Both governments have continued to keep consulates in each other’s territories and conduct trade.
Colombia has long depended on Israel for military hardware that includes assault rifles and intelligence equipment.
The South American nation has also bought more than 30 fighter jets from Israel over the past three decades, and depends on Israeli companies for their maintenance.
New military purchases have been halted, however, as relations between both countries deteriorate.
Critics of Petro have said that the president’s decision to cut ties with Israel jeopardizes Colombia’s security capabilities, as its military fights drug cartels and rebel groups in rural parts of the country.
But others applauded Petro’s latest move against Israel.
The Global Energy Embargo for Palestine, an advocacy group that has been trying to convince nations around the world to stop coal and oil exports to Israel, said in a statement last week.
Colombia’s decision could put pressure on Israel to change its policies in the Gaza Strip, and will also put pressure on Israeli settlements in the West Bank that rely on electric plants fueled by coal imports.
“We urgently call on South Africa, which provides 9% of Israel’s coal, to follow Colombia’s lead,” the group said in the statement, while urging other countries with significant energy exports to also consider a ban.
Unlike previous Colombian presidents, who kept strong ties with Israel, Petro has been an outspoken critic of the middle eastern nation, and initially refused to condemn the Hamas attack that preceded Israel’s invasion of Gaza.
MEXICO
Mexican President Andrés Manuel López Obrador acknowledged that authorities have had to set up camps for displaced people after some 4,200 residents fled a town in the southern state of Chiapas.
Residents of the town of Tila fled over the weekend after armed gangs shot up the town and burned many homes last week, state prosecutors said.

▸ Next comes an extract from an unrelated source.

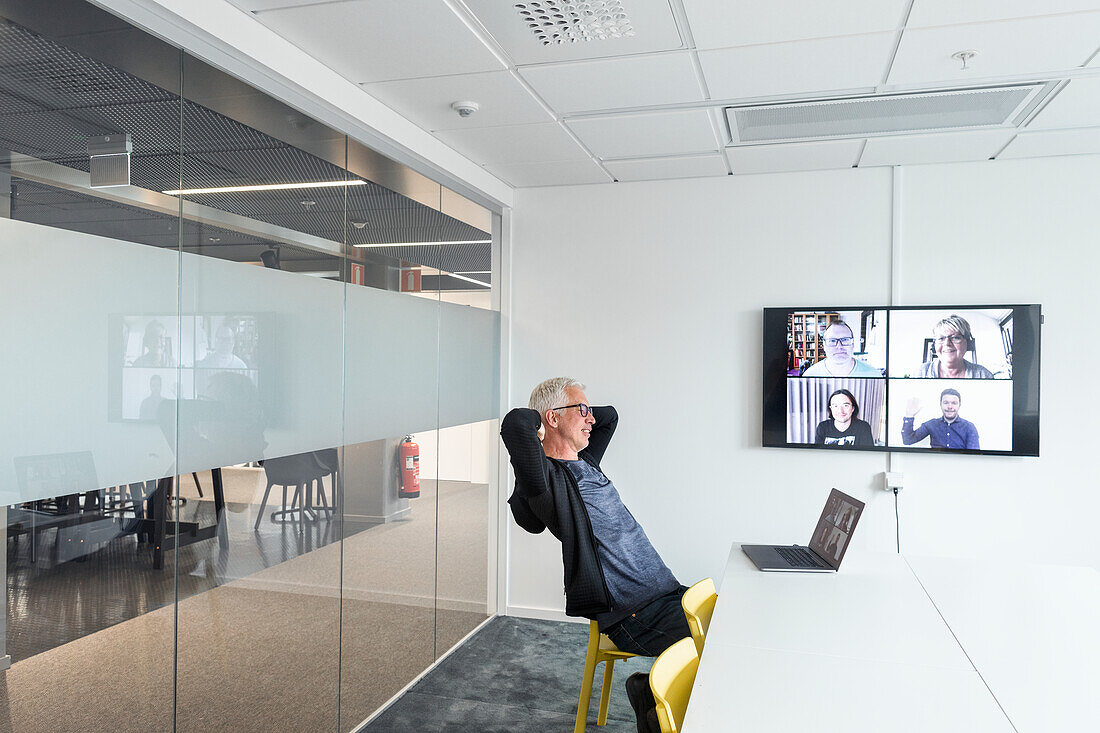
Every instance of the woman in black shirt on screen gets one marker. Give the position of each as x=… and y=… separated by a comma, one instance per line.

It was probably the biggest mass displacement in Chiapas since 1997.
Some residents recounted spending days trapped in their homes before army troops and state police showed up over the weekend to allow them to leave.
Photos distributed by state authorities showed people fleeing with just purses on their shoulders, or sometimes small backpacks or shoulder bags.
López Obrador depicted the assault as “a conflict between the very same people” of the town of Tila, an apparent reference to a longstanding land dispute between farmers.
Víctor Gómez, a resident of Tila, said many people spent three days in their homes, too afraid to go outside, before federal forces arrived.
“A lot of people left with what they had on their backs, without money, without clothing, they left behind all their possessions, a lot of their pets remained in Tila because they could not be evacuated,” he said.
But observers said criminal gangs and political interests were behind the clash.
The Digna Ochoa Human Rights Center said a group calling itself the “Autonomos,” or Autonomous Ones, was behind the violence, and said it was linked to drug trafficking.
At least two people were confirmed dead and at least 17 buildings were burned last week, according to state prosecutors.
The gangs had also been blamed for extorting protection payments from residents and setting up roadblocks.
López Obrador said food was being supplied to the camps. He claimed “things have calmed down,” and said the government now wanted to start negotiations with the groups “to reach an agreement so that people can return to their communities.”